Na contracapa, lugar estratégico que permite a leitores vários afirmar no Instagram terem lido Guerra e Paz, a editora refere-se ao livro como «um caderno com apontamentos que Joana Marques sempre usou para tomar notas na escola.» Ora, é comummente sabido, pelo menos entre os entusiastas da autora, que «caderno de apontamentos» nada mais é do que um eufemismo para ridendo castigat mores. Tal como As Viagens de Gulliver tinha a pretensão, segundo o autor, de agredir o mundo, não de o divertir, Apontar é Feio de Joana Marques assume ser as duas coisas: uma agressão que também diverte o mundo. 

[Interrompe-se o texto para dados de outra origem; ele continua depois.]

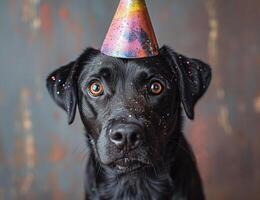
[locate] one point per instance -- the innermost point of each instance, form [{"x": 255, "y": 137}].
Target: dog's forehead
[{"x": 154, "y": 65}]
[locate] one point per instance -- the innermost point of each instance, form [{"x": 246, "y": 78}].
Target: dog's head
[{"x": 129, "y": 107}]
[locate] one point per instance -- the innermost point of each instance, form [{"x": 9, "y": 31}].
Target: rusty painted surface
[{"x": 41, "y": 157}]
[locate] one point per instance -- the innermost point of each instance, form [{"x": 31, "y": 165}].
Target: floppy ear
[
  {"x": 62, "y": 83},
  {"x": 193, "y": 77},
  {"x": 62, "y": 88}
]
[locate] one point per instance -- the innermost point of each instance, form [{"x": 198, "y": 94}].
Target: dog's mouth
[{"x": 126, "y": 165}]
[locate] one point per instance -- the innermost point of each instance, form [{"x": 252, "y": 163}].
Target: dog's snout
[{"x": 126, "y": 136}]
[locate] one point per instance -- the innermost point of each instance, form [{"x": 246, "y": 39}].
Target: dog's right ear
[{"x": 62, "y": 83}]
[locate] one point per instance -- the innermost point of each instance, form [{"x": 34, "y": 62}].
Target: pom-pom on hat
[{"x": 131, "y": 33}]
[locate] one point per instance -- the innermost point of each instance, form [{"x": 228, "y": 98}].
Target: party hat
[{"x": 131, "y": 33}]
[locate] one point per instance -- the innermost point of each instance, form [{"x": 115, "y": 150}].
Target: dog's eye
[
  {"x": 156, "y": 88},
  {"x": 96, "y": 88}
]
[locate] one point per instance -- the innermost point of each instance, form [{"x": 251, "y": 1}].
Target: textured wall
[{"x": 41, "y": 157}]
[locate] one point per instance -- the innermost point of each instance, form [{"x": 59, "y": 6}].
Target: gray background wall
[{"x": 41, "y": 157}]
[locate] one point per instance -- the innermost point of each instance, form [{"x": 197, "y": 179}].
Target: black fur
[{"x": 166, "y": 167}]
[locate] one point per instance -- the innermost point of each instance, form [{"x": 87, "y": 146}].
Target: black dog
[{"x": 131, "y": 110}]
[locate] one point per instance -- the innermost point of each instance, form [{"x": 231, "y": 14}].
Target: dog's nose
[{"x": 126, "y": 135}]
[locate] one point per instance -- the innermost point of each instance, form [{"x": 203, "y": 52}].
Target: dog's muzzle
[{"x": 127, "y": 136}]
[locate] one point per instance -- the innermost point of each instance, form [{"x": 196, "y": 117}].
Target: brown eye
[
  {"x": 96, "y": 88},
  {"x": 156, "y": 88}
]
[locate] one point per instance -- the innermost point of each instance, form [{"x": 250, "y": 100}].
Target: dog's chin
[{"x": 127, "y": 165}]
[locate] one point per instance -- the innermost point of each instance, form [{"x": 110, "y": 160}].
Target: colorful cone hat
[{"x": 131, "y": 33}]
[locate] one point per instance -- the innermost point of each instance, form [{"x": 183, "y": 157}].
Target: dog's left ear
[
  {"x": 62, "y": 83},
  {"x": 193, "y": 78}
]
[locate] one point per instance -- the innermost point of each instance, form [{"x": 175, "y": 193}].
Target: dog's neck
[{"x": 108, "y": 185}]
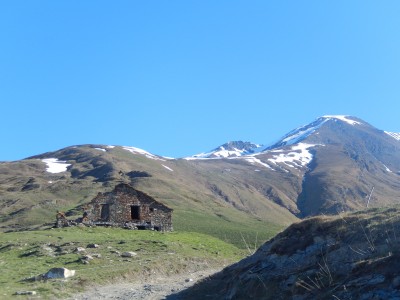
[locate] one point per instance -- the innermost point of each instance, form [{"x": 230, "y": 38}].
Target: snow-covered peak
[
  {"x": 299, "y": 134},
  {"x": 394, "y": 135},
  {"x": 135, "y": 150},
  {"x": 343, "y": 118},
  {"x": 55, "y": 166},
  {"x": 230, "y": 149}
]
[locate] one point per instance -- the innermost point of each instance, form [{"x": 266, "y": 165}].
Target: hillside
[{"x": 352, "y": 256}]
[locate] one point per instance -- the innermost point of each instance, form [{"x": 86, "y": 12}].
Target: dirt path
[{"x": 158, "y": 288}]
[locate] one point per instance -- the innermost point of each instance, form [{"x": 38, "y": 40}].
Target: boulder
[{"x": 128, "y": 254}]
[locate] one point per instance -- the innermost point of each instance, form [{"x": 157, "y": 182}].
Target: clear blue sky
[{"x": 181, "y": 77}]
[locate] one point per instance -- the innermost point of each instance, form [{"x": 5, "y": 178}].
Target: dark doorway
[
  {"x": 105, "y": 212},
  {"x": 135, "y": 212}
]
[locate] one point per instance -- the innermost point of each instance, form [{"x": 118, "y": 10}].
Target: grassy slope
[
  {"x": 28, "y": 254},
  {"x": 236, "y": 209}
]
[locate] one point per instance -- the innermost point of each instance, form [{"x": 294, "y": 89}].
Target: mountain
[
  {"x": 351, "y": 256},
  {"x": 230, "y": 149},
  {"x": 333, "y": 164}
]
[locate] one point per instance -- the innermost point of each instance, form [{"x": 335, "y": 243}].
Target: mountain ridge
[{"x": 327, "y": 166}]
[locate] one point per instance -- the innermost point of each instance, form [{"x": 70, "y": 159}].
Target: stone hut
[{"x": 128, "y": 207}]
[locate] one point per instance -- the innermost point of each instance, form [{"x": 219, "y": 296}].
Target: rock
[
  {"x": 59, "y": 273},
  {"x": 396, "y": 281},
  {"x": 87, "y": 257},
  {"x": 32, "y": 293},
  {"x": 128, "y": 254}
]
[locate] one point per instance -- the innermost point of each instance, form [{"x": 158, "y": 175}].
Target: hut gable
[{"x": 128, "y": 207}]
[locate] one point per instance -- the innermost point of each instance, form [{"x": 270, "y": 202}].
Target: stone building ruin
[{"x": 126, "y": 207}]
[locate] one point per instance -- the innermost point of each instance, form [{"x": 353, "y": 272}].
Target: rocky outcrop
[{"x": 349, "y": 257}]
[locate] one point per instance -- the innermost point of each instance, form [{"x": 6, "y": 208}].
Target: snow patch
[
  {"x": 253, "y": 160},
  {"x": 394, "y": 135},
  {"x": 298, "y": 156},
  {"x": 387, "y": 169},
  {"x": 135, "y": 150},
  {"x": 301, "y": 133},
  {"x": 55, "y": 166},
  {"x": 168, "y": 168}
]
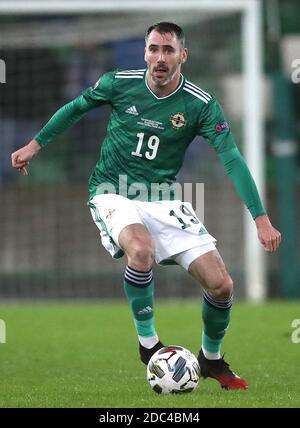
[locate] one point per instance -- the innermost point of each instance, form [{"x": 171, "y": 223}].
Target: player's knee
[
  {"x": 222, "y": 288},
  {"x": 141, "y": 255}
]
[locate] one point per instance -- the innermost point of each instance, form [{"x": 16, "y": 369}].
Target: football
[{"x": 173, "y": 370}]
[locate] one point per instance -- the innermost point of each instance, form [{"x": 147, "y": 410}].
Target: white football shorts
[{"x": 178, "y": 234}]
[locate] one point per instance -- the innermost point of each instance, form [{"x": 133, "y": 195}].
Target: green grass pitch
[{"x": 85, "y": 355}]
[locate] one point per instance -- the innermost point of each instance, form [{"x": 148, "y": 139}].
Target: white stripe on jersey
[
  {"x": 197, "y": 87},
  {"x": 196, "y": 94},
  {"x": 141, "y": 71},
  {"x": 131, "y": 76}
]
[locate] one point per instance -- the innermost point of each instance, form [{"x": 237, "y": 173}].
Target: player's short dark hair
[{"x": 167, "y": 27}]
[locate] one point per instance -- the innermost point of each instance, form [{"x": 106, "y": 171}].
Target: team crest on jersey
[
  {"x": 97, "y": 83},
  {"x": 178, "y": 120}
]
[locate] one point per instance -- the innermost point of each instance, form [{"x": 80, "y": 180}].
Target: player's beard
[{"x": 170, "y": 74}]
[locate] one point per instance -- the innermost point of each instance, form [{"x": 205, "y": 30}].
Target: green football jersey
[{"x": 147, "y": 135}]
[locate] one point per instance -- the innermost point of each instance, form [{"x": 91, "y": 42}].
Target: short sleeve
[
  {"x": 214, "y": 127},
  {"x": 101, "y": 92}
]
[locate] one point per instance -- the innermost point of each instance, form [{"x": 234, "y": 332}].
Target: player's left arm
[{"x": 216, "y": 130}]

O livro começa com um prefácio da autora, porque «até à data de impressão […] a minha avó não se mostrou disponível para escrever algumas linhas a destacar os meus principais atributos». O prefácio é precedido por uma advertência em epígrafe, encetada aos dois filhos, que passo a citar: «para que aprendam que apontar é feio e tenham boas maneiras, ao contrário da mãe», revelando o natural egoísmo de todo e qualquer comediante — em querer que a graça fique só com ela. 

Do prefácio em diante, as disciplinas que dividem os temas das crónicas: «Ciências da Natureza», «Educação Física», «Educação Visual e Tecnológica», «Estudo do Meio», «Físico-Química», «Português», «História», «Geografia» e «Matemática». Em todas elas, situa-se, na abertura, um breve sumário da «matéria dada», ajudando o leitor preguiçoso — ou crítico literário — que deseje escrever, à revelia, para um qualquer jornal, um texto sobre o livro sem necessitar de o ler. Não é o caso, evidentemente, do autor deste texto, excelsa figura de assinalável compromisso com a literatura. 

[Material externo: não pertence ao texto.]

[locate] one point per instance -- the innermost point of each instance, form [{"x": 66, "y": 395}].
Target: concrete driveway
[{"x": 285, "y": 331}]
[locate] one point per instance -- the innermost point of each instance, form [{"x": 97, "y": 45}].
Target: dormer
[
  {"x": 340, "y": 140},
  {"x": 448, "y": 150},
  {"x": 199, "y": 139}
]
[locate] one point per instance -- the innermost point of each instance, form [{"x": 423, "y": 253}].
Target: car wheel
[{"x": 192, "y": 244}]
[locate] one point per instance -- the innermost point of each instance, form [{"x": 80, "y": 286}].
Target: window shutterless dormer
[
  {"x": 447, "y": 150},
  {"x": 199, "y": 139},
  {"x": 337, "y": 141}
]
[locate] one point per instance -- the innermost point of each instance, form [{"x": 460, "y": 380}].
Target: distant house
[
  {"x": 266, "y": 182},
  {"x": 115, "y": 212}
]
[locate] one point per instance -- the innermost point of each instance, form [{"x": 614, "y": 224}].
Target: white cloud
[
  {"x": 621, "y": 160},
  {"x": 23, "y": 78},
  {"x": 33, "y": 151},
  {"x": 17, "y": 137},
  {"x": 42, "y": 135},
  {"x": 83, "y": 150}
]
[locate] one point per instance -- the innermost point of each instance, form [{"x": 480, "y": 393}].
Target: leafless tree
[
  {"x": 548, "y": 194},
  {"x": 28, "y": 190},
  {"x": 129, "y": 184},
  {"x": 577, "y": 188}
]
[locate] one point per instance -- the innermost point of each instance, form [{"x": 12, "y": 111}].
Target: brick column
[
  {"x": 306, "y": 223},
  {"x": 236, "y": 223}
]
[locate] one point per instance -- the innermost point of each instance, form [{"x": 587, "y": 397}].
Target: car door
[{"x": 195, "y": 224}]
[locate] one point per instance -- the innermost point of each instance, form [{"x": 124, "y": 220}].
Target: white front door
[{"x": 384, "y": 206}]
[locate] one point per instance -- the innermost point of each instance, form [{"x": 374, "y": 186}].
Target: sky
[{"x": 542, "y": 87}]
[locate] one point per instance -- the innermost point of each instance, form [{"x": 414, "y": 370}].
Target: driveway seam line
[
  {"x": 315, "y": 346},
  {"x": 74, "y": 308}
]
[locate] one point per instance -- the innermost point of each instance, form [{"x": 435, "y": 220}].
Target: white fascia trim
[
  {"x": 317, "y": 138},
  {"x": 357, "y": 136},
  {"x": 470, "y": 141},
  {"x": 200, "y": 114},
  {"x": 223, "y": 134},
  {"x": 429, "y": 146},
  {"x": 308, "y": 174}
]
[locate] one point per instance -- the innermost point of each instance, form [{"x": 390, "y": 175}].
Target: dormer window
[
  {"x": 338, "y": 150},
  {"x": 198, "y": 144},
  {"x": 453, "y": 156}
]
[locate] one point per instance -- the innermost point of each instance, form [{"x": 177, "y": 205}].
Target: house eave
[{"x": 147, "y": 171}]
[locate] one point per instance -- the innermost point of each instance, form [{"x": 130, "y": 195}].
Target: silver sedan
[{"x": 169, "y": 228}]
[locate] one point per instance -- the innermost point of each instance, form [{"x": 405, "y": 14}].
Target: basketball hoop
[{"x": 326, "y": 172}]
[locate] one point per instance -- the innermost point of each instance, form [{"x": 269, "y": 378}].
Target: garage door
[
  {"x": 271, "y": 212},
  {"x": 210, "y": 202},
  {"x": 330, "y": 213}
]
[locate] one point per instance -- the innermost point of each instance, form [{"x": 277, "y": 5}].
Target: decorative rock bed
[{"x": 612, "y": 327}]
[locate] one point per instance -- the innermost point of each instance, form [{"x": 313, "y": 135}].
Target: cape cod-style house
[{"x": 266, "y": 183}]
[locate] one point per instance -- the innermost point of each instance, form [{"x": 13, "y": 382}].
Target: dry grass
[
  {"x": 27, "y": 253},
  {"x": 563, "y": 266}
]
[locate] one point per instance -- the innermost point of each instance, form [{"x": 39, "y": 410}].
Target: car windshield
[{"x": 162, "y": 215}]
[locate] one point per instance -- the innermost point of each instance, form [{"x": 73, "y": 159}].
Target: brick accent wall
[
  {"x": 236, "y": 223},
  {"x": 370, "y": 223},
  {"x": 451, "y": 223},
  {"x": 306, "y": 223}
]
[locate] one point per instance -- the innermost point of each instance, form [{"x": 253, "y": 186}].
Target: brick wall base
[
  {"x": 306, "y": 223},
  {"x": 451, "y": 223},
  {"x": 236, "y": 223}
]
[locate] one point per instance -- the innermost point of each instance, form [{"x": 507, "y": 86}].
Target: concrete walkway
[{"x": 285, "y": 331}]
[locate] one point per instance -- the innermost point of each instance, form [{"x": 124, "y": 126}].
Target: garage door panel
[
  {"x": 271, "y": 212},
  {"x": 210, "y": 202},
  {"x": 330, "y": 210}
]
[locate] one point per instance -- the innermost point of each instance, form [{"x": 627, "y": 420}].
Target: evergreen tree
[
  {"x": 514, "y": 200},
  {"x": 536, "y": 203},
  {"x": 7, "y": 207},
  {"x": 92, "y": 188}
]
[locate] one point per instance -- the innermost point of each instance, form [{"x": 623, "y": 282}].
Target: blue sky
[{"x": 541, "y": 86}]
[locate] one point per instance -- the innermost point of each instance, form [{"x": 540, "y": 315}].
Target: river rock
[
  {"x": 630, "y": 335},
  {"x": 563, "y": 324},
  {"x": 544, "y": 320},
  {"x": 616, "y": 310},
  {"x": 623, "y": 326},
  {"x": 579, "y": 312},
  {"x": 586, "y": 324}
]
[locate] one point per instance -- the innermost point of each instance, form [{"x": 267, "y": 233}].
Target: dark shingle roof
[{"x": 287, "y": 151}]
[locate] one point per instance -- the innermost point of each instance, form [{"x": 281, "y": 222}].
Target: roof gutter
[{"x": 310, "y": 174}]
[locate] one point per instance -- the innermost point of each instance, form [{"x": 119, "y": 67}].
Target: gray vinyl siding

Dos temas da sociedade portuguesa escolhidos por Joana Marques, destacam-se aqui os mais preeminentes: «O espaço aéreo da Venda do Pinheiro», «Penálti assinalado a Marega» — talvez a crónica mais levada a sério —, «Cheeseburgers que explicam o sucesso de Cristiano Ronaldo», «Desconfinamentos, festas da espuma, manteiga Primor», «Divórcio provocado por bananas», «Portugueses com gel no cabelo e um pijaminha de sobremesas», «Neologismos das Spice Girls», «A Nelly Furtado do terrorismo», «Cabelo-oxigenado-shaming». 

À conta dos títulos das crónicas não pense o leitor fina flor, habituado às andanças eruditas de um Tchékhov ou Louis MacNeice, que não há matéria faceta que lhe encha as medidas, pois a autora prova que ambos os leitores são dignos da sua obra: tanto o leitor erudito como o de Prometo Falhar. Pois se alguém há que não discrimina é Joana Marques. 

Assim sendo, as crónicas podem ser lidas e usufruídas a bel-prazer do leitor sem que por isso dê conta de trocadilhos que remetem para Descartes, «Arbitro, Logo Existo»; Peter Handke, «A angústia do árbitro no momento em que decide ser árbitro»; Vasco Santana, «Treinadores há muitos, seu palerma!», sucessos de Lena D’Agua, «É para o juiz e para a juíza», ou até à mais alta arte iconoclasta, disruptiva, pioneira — e é aí que o livro ganha em credibilidade, claro — o êxito do douto Tino, «Pão com Manteiga»; e por aí fora.  

Em súmula, o livro de Joana Marques está, de facto — e eu nunca li os formalistas russos — muito bem esgalhado. E o leitor chegará ao fim do livro com a matéria na ponta da língua, as boas maneiras adquiridas e, claro, com a lição de que — apontar é feio e extremamente desagradável.